The Section doubled down on its commitment to mentoring, diversity, and inclusion. The Section held its Fourth Annual "Celebrating Women in Competition Law in California" in March. We sponsored a webinar on Why You Need a Diverse Trial Team in June. Over four separate days in July and August, we hosted virtual meetings on Networking and Career Development for Young Lawyers and Law Students. And, the Executive Committee is hard at work developing a new Diversity and Inclusion Fellowship Program for law students interested in antitrust and unfair competition law that we hope to launch early next year.
The Section’s flagship program, the Golden State Institute (GSI), has been designed as a virtual offering this year, with two virtual sessions to be held each day for three consecutive days between October 27 and 29, 2020. The programming will include: (1) Recent Developments in Antitrust and Unfair Competition Law; (2) A Conversation with California Supreme Court Justice Joshua P. Groban; (3) Big States Antitrust Trial (New York v.
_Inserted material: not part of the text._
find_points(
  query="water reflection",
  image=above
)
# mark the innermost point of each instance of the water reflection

Deutsche Telecom); (4) Antitrust and Social Justice; (5) Cartel Enforcement; and (6) A Conversation About Diversity, Racism, and Equality in the Legal Profession. It will also feature a pre-taped conversation with the California Attorney General Xavier Becerra and two virtual networking events on October 27 and October 29.
The Section will honor its 2020 Antitrust Lawyer of the Year, Daniel Wall of Latham & Watkins LLP, at a celebratory dinner in April 2021.
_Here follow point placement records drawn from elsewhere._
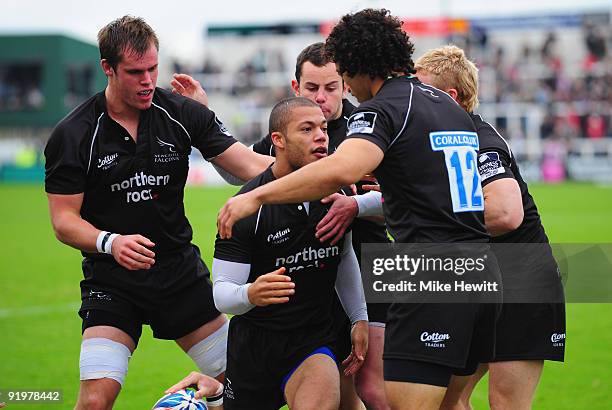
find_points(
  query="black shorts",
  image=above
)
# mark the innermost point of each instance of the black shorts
(174, 297)
(530, 331)
(259, 360)
(458, 336)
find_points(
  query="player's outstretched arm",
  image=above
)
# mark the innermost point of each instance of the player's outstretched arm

The Section has continued to incubate and grow its privacy law offerings. This year will see the launch of a Privacy Treatise, a handbook on the California Consumer Privacy Act, and the inaugural California Privacy Forum—a virtual legal conference focused on educating attorneys on California privacy law that will feature a fireside chat with Stacey Schesser, Supervising Deputy Attorney General for the Privacy Unit in the Consumer Law Section of the Office of the California Attorney General.
As my tenure as Chair closes, I want to thank each of the members of the Executive Committee, our Section advisors, and the many talented volunteers on our standing committees. It is your hard work and dedication that make this Section the stand-out organization that it is. Thank you! You are all fantastic. It has been my honor to serve as your Chair.
In the coming year, the Antitrust, UCL and Privacy Section will be chaired by Qianwei Fu. I am excited to know that the Executive Committee, which will feature a diverse selection of new members, will continue its mission under Qianwei’s very capable stewardship.
There is so much more to come. Onward!